# hi every one new to this site



## leslie123 (Oct 26, 2008)

just bought my first ever 225 tt and made up,but only for one thing, the bulb symbol of a bulb out, comes up,every time i slow down or stop, and somtimes the bulb symbol with a dotted ring around it on the dash board. checked all bulbs on car and their ok .what could be up. and as any one had any the same ploblem. i bought it private,so no warrenty, please help thanks les


----------



## Wallsendmag (Feb 12, 2004)

Hi welcome to the forum have a look at www.ttoc.co.uk.

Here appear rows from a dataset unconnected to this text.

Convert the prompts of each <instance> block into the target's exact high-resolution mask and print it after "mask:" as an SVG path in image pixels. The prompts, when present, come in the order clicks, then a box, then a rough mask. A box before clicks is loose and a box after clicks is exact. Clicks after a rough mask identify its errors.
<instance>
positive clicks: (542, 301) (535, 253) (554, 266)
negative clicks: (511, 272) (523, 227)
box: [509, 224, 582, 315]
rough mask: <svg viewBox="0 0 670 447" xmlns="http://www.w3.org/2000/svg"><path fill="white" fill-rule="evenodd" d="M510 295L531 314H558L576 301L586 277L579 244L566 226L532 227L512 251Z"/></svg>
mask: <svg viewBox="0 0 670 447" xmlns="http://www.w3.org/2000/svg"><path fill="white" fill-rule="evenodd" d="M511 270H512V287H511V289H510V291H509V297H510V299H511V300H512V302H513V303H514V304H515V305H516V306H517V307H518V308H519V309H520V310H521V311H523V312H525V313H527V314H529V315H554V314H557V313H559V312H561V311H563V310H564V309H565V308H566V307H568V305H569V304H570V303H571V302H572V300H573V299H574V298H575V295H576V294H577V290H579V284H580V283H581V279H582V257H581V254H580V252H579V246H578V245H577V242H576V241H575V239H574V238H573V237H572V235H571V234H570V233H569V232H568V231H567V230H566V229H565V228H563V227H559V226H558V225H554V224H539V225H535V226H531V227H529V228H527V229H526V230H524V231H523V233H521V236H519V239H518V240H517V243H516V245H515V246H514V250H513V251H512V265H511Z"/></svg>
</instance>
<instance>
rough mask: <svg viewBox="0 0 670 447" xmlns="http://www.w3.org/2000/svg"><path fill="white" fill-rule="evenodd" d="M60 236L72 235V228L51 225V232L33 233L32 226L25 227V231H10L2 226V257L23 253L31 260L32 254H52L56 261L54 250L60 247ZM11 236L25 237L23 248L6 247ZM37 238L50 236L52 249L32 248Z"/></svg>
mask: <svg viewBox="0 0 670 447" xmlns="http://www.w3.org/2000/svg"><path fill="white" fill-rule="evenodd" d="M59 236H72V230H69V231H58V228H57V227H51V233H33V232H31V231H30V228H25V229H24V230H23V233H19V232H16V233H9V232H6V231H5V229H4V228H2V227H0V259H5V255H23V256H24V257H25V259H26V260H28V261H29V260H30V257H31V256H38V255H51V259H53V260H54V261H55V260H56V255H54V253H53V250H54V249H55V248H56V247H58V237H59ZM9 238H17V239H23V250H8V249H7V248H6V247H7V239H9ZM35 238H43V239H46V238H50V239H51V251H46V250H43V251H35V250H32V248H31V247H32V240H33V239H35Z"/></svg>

The bulb problem could be caused by led bulbs, maybe the numberplate lights?


----------



## p1tse (Sep 20, 2004)

hi welcome

sorry can't help on the bulb thing, but hope it;s a simple fix


----------



## leslie123 (Oct 26, 2008)

am worried ,hope its not a dashpod ploblem, hope someone out there can give me a clue. dont want to take it in to audi. dealer. too exspensive. doesnt make sence. all the bulbs are working fine. just flashing the yellow symbol now again as a warning.


----------



## p1tse (Sep 20, 2004)

if it was a dashpod problem, this should be replaced free of charge to all i believe


----------



## malstt (Apr 18, 2007)

welcome 8)


----------